A magic-user has two spell points per level of experience per day, which can be used to cast any memorized spell as often as desired, so long as the caster has enough spell points remaining. A full night's rest will restore all spell points, and lesser rest periods might restore them partially. Our level 4 MU from above would have eight spell points per day.

This ends up giving low-level magic-users a little bit of a power-up, and high level ones significantly less total firepower, as you can see in the table below:

Character
Level
Standard
Total Spells
Standard
Total Spell Levels
Revised
Total Spell Levels
1
1
1
2
2
2
2
4
3
3
4
6
4
4
6
8
5
5
9
10
6
6
12
12
7
8
17
14
8
10
23
16
9
12
31
18
10
14
40
20
11
16
47
22
12
19
60
24
13
21
69
26
14
22
73
28

This might seem unfair to higher-level characters, but I think the gains in versatility compensate for the loss of total power. How many of those extra spell levels are destined to go uncast because they're tied up in spells that weren't useful for situations faced in that day's adventure? In the standard system, if a player wants to be able to cast plenty of fireball spells, it comes only at the expense of the ability to cast other spells, especially of the niche and utility variety. In the revised system, the player can choose a single instance of fireball and a few utility spells too. If the latter prove useful, the character has access to them, and if not, the power can be channeled into extra fireballs with none going to waste.

You might also notice that a caster won't necessarily be able to memorize a spell of every level he or she can cast. Again, I think the ability to use every last spell point through the versatility of limited free-casting plus the ability to memorize any combination of spells (e.g. a  high-level caster could choose all 1st and 2nd-level spells if desired, or a mid-level mage could forgo low-level spells completely in order to take a single 6th-level spell, is sufficient compensation. It's an interesting resource management choice, while limiting the sheer bulk of decisions to make when selecting spells to memorize.

Bottom line, if you know your character's level and the levels of spells, you know exactly how many spell levels he or she can memorize and cast without consulting a chart, and within those limits you have carte blanche. If you can add and subtract single-digit numbers, the on-the-fly bookkeeping is a breeze. You don't have to keep track of which specific spells you've cast; it's literally as easy as tracking hit points.

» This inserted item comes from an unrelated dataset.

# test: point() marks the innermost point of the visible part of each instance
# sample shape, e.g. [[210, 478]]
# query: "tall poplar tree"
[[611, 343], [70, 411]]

A few consequences of this system that I think could prove fun, useful, and/or interesting:


  • It makes the Intelligence adjustment relevant in ways other than XP bonuses, without making an 18 Intelligence virtually mandatory. A magic-user gains (or loses) a little versatility based on Int, but not overall firepower. 
  • It allows for partial restoration of spell points, such as through less than a full night's rest or magic items such as potions that restore a point or three.
  • It allows for magic items that aid in casting, such as a wand that reduces the casting cost of a particular spell or category of spells (fire, charm, detection, etc.) by a point, or a hat that allows an extra spell level to be memorized.
  • You could easily add a rule for casting beyond one's ability using hit points (1d4 damage/spell level, cannot be restored magically but only by rest?) after the character's spell points are expended, and/or a rule for casting non-memorized spells from a spell book at a greater spell point cost. 
  • The linear warrior/quadratic wizard conundrum is somewhat mitigated. 


This is what I'm going to use for my Goblins & Greatswords fantasy heartbreaker, but it seems that it should transplant pretty well into any old school edition of D&D without too much fuss.